Au Burundi voisin, on assiste à un phénomène inverse. Afin de prévenir une évolution à la rwandaise, l’élite tutsi instaure une dictature militaire. En 1972, une révolte hutu est réprimée sauvagement par l’armée (100 000 tués), ce qui renforcera, en réaction, la tendance autoritaire au Rwanda.
A la fin des années 1980, comme dans toute l’Afrique, une opposition démocratique se constitue, au Rwanda, et conteste le pouvoir du président Habyarimana.
En 1990, le FPR (Front Patriotique Rwandais), à majorité tutsi, entame une guérilla sur une partie du territoire. La Belgique, prudemment, se désengage, remplacée par la France qui entraîne et renforce l’armée rwandaise (laquelle passe de 12 000 à 50 000 hommes).
Le président rwandais, qui entretient des relations privilégiées avec François Mitterrand, est contraint, en 1993, de négocier avec le FPR et l’opposition démocratique.
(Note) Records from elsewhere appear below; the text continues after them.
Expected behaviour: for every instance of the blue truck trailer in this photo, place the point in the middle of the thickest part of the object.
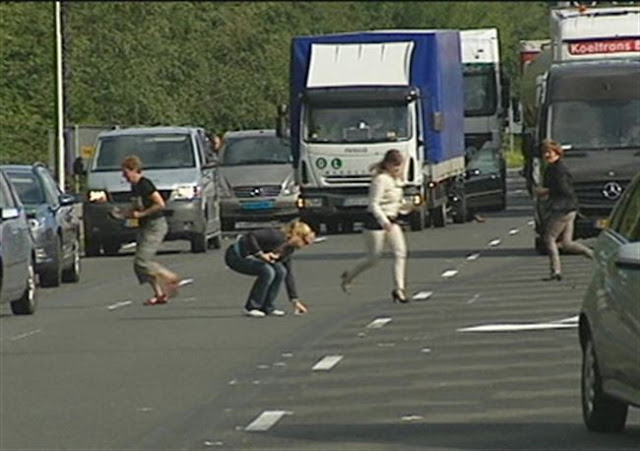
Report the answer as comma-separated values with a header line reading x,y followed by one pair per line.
x,y
353,96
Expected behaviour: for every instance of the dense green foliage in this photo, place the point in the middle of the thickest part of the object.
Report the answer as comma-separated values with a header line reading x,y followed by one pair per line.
x,y
220,65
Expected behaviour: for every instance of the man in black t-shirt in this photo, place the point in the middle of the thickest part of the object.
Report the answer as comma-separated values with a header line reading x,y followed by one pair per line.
x,y
147,210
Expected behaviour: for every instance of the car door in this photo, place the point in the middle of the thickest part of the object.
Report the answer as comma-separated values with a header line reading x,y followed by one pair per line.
x,y
14,247
64,214
616,331
622,286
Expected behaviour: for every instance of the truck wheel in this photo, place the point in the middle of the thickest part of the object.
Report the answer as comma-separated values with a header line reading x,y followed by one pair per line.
x,y
53,275
600,412
438,216
72,273
26,305
417,221
198,243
Un accord est signé à Arusha (Tanzanie) en août 93 qui prévoit le partage du pouvoir à Kigali. Mais ces accords sont fortement contestés au sein même du gouvernement rwandais.
La machine à tuer…
Une véritable « machine à tuer » va progressivement et méthodiquement se mettre en place, en s’appuyant sur l’antagonisme Hutu-Tutsi hérité de l’époque coloniale.
D’abord, par une préparation psychologique de masse. La « radio des mille collines » basée à Kigali va diffuser un message de haine rendant les Tutsi responsables de tous les maux, prophétisant le retour des « seigneurs tutsi » pour prendre leur revanche. La presse rwandaise reprend ce discours : les Tutsi sont des « cancrelats », des « mauvaises herbes » qu’il va falloir détruire, déraciner pour achever le « travail » commencé en 1959.
Ensuite, au Burundi voisin, l’assassinat du premier président démocratiquement élu (Melchior Ndadaye) par des extrémistes tutsi va déclencher
une vague de répression anti-tutsi (octobre 1993) qui va exacerber au Rwanda le sentiment de haine.
A la suite des accords d’Arusha, les militaires français doivent être progressivement remplacés par par des Casques bleus (Minuar).
Depuis janvier 94, des informations alarmantes (circulant sur la préparation d’un plan d’élimination de masse) sont transmises à plusieurs reprises à l’ONU et au gouvernement belge. Les opposants hutu et les Tutsi ont été systématiquement recensés, des milliers de miliciens recrutés et entrainés spécifiquement aux massacres de masse. Les coopérants militaires français pouvaient-ils l’ignorer ? quelles informations ont-ils transmises à leur gouvernement ? Ont-ils eux-mêmes participé à l’entraînement des futurs génocidaires ?
En avril 1994, la machine à tuer est prête à entrer en action.
Le président Habyarimana accepte le partage du pouvoir avec le FPR. Le 06 avril, l’avion qui le transportait (avec son homologue burundais) est abattu au dessus de Kigali.
C’est le signal du massacre : le soir même, des barrages sont érigés dans Kigali, on commence méthodiquement l’assassinat des responsables de l’opposition hutu et des chefs tutsi. Dès le lendemain, 10 Casques bleus belges sont assassinés, dans le but de provoquer le départ des troupes de l’ONU. Dans les jours qui suivent les Français et les Belges évacuent le pays, abandonnant les Rwandais à leur sort. Entre 800.000 et 1 million d’entre eux périront dans les massacres, qui se poursuivront pendant 4 mois.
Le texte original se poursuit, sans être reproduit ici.